1. 32

  2. 19

    It’s worse than that. You can spoof the USB ids of a Razer device with (say) a rooted Android phone & convince Windows to install the Razer drivers. Don’t even need to have the hardware to hand!

    I can’t quite work out which is worse here - Razer for their craptastic software, or Microsoft for letting an ordinary user install software with system level privileges without any kind of Admin permissions being required.

    There will always be some device driver, somewhere that’s exploitable (although this is a particularly egregious example), so allowing anyone to walk up to a Windows machine & trigger the installation of a device driver of their choice seems like a recipe for disaster.

    1. 4

      This is also pretty similar to why PrinterNightmare issue existed - server allowing normal users to bring their own print drivers. I’d be surprised if another problem like that wasn’t discovered this year.

    2. 6

      Razer driver software is trash. Their software is bad and they should feel bad. For years they had a bug where if you plugged in your “gaming keyboard controller” dealie, it would somehow detect whenever you launch Minecraft, and intercept the JVM arguments so it didn’t have enough ram to run properly, and there was nothing you could do but uninstall the fucking thing.

      It’s been sitting in the cupboard ever since.

      1. 4

        it would somehow detect whenever you launch Minecraft, and intercept the JVM arguments so it didn’t have enough ram to run properly,

        holy cow. What on earth were they thinking? Did you figure out why they do that?

        1. 8

          It looks like they were globally setting the environment variable _JAVA_OPTIONS in order to limit their own application’s heap size to 512Mb. Fun!

          1. 3

            No, they weren’t setting the global java options, as a Java dev I would’ve found that and turned it off in 2 minutes, and wouldn’t even remember it being a thing this long later.

            1. 1

              Oh no

              1. 2

                It did work via env, but the insidious part was I couldn’t figure out how it was doing it, or how to work around it.

            2. 3

              ooh, that is terrible engineering. Why would they not have their own env variable? Who thinks it is a good idea to change a global system enviroment variable to make one tool run?

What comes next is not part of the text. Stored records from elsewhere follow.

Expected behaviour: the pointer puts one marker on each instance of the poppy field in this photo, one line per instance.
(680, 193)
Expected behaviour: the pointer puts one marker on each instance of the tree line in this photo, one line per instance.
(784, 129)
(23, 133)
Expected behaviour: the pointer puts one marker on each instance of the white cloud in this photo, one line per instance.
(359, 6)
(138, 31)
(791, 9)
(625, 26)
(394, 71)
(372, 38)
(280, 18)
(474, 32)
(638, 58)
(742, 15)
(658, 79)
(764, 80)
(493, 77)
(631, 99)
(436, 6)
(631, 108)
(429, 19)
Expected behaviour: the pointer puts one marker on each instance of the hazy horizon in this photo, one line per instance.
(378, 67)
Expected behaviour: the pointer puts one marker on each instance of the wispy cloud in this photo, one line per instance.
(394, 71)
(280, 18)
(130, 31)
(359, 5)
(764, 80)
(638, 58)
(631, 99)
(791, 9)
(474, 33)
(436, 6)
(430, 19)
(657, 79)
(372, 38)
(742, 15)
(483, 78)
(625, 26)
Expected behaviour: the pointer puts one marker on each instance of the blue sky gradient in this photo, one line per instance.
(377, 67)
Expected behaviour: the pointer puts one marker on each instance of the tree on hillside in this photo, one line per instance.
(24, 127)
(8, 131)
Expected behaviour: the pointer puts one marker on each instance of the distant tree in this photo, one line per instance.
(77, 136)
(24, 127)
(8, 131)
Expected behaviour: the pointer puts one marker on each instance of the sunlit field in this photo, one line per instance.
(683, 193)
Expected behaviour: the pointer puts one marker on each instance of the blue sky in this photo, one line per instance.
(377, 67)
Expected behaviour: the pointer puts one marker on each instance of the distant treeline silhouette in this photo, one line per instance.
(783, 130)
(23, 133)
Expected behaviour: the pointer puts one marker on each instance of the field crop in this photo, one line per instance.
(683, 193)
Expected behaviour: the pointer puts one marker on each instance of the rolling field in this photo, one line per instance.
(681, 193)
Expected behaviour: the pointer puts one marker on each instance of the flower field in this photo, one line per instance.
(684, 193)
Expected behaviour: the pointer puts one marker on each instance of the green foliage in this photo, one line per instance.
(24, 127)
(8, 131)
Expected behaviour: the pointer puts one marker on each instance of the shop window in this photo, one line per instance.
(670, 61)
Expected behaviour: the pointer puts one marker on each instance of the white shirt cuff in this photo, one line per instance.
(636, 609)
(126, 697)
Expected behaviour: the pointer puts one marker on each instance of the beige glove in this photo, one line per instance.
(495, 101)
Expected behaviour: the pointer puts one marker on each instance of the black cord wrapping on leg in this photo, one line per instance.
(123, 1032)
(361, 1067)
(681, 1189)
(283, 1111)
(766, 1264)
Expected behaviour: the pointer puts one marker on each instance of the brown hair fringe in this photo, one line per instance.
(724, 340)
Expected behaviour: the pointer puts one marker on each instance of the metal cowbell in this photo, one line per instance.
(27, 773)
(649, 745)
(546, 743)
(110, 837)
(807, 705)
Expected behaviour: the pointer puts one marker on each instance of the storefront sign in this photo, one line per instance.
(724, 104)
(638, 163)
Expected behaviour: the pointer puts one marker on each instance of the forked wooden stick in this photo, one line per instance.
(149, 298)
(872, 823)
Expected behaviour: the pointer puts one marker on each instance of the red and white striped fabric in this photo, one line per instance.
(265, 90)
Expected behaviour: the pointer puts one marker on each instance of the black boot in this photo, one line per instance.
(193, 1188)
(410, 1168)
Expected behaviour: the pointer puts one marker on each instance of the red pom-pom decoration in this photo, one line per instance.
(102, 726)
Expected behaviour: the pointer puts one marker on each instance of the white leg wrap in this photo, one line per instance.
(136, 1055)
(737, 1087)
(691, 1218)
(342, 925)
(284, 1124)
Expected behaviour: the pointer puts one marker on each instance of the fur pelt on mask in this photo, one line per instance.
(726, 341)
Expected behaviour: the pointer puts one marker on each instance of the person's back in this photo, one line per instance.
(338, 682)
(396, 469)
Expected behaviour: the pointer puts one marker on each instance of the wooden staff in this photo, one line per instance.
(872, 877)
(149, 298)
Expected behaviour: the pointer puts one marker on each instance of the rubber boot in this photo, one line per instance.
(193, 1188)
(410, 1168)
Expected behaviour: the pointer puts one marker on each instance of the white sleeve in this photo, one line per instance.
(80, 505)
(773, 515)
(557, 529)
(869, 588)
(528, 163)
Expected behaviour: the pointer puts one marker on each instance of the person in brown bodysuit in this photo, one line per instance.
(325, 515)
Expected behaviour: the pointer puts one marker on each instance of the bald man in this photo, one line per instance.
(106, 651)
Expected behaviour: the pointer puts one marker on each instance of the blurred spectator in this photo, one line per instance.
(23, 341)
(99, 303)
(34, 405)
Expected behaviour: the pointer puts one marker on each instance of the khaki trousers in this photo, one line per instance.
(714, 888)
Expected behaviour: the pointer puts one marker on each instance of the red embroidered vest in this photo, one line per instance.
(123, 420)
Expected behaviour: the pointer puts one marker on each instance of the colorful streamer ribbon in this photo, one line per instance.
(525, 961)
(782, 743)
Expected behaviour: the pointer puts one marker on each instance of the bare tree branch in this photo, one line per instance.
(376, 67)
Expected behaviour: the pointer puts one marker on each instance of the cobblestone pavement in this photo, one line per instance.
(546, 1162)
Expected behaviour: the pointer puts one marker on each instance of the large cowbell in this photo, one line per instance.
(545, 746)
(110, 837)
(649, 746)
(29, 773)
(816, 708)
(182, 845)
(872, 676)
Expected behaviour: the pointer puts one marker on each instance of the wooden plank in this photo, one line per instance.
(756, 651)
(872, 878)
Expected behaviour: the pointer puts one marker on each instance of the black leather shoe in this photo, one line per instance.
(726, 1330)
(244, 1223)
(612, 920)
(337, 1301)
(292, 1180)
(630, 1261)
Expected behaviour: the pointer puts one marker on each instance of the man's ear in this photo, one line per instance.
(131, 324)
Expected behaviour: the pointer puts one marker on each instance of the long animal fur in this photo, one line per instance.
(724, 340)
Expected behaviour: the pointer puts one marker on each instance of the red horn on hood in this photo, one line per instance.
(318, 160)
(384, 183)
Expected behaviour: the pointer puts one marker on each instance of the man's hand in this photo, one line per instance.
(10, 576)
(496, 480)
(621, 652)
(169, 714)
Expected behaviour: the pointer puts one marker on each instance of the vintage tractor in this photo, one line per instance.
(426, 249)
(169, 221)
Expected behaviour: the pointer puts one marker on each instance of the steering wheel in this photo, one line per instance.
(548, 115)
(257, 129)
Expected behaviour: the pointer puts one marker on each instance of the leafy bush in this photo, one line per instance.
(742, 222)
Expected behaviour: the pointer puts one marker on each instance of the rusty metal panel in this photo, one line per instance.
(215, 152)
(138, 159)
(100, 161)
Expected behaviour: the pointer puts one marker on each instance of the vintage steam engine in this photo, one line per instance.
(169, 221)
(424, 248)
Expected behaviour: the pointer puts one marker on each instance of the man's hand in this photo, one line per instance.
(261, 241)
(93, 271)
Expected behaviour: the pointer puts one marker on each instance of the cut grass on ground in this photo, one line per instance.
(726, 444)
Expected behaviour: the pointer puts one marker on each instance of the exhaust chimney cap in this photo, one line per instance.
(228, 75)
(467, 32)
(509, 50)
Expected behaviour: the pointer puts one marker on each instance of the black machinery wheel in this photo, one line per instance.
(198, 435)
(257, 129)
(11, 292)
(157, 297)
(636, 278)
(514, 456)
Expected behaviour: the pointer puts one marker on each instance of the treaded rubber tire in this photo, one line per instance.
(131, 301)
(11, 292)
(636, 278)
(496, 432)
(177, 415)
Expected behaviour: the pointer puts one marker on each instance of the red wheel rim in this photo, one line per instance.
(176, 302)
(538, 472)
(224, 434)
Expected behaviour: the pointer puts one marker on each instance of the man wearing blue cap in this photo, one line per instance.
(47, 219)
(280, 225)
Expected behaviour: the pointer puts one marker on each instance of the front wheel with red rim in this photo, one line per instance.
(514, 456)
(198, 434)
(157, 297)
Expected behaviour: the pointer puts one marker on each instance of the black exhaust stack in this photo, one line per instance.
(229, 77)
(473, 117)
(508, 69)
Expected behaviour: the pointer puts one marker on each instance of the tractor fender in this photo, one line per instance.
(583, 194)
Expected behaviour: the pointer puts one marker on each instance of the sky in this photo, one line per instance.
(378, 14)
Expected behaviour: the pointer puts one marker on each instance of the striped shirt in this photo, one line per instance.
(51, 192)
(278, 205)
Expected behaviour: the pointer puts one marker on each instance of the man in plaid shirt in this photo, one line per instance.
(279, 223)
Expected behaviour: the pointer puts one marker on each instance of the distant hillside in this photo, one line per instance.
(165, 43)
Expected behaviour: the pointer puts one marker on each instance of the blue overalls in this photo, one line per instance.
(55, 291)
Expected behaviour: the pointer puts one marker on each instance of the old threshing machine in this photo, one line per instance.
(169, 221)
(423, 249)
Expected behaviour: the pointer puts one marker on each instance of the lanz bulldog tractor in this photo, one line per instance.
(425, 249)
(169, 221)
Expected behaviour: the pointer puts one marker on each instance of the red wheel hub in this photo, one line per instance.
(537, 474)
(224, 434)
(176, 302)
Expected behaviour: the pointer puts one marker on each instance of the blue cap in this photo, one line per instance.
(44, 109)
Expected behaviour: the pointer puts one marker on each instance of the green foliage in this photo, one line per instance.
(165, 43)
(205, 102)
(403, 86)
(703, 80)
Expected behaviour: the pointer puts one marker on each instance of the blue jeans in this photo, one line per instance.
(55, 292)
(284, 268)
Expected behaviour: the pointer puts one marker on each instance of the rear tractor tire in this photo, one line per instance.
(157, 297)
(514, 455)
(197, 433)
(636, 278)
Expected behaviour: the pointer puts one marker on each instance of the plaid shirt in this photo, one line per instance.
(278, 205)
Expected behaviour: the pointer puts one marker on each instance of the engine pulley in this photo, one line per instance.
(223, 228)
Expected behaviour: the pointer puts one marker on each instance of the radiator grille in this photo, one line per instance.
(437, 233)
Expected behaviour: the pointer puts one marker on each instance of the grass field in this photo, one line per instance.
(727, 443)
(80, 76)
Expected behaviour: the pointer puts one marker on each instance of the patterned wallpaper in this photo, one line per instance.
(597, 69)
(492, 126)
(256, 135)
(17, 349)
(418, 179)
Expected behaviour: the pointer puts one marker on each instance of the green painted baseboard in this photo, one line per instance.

              btw, I am surprised they use java on the desktop, I thought that was basically dead except IDEs/developer tools.

              1. 2

                they use java on the desktop

                not anymore, I have their device and the control software seems to be JRE-free, it’s .net/C#/WPF instead.

            3. 2

              IIRC it was a side-effect of something they were doing to make the controller more useful for minecraft, that wasn’t a problem on machines with less ram than I had at the time… Sorry but it was about 5 or 6 years ago now, so it’s fuzzy :)

            4. 2

              I think it’s all drivers/apps of a certain market segment. To rebind buttons on a Logitech mouse you have the official 400MB application for example. I’m sure it supports other devices and does other things as well… But for a single mouse owner, that doesn’t matter.

            5. 3

              Don’t even get me started on trying to synchronize the RGB lights in my computer… Straight up, Asus’ RGB software triggers Anti-cheat software for some reason. I don’t want to know the shoddy engineering that went into that program.

              1. 3

                When we plugged the Razer device into Windows 10, the operating system automatically downloaded and installed the driver and the Razer Synapse software.

                Can hardware vendors (and MitM) run whatever they want with elevated privilege on users’ Windows boxes by manipulating the driver installer? Please tell me the drivers are pre-approved by Microsoft and verified by a hash or something, otherwise that’s scary…

                1. 6

                  Not only are the drivers vetted by Microsoft; Microsoft does some best-of-breed static analysis on their drivers, which is part of why Windows the kernel in 2021 is honestly rock-solid.

                  I have no idea about the control software, though. That didn’t even used to be a thing, so I’m not sure what the rules are.

                  1. 2

                    Unfortunately static analysis does miss things! So it would be nice to at least prompt and warn people: I’d argue that while Microsoft do a fine job this sort of thing is still partly a design issue.

                    Thanks for the interesting link to the driver verifier, I can see I’m off down a rabbit hole today…

                2. 2

                  I don’t get why they didn’t report it to Microsoft.

                  The issue is that Windows 10 downloads and runs Razer crap.

                  1. 1

                    I just saw the similar story posted by Yogthos a minute too late. This post can be deleted or folded into the other entry as appropriate.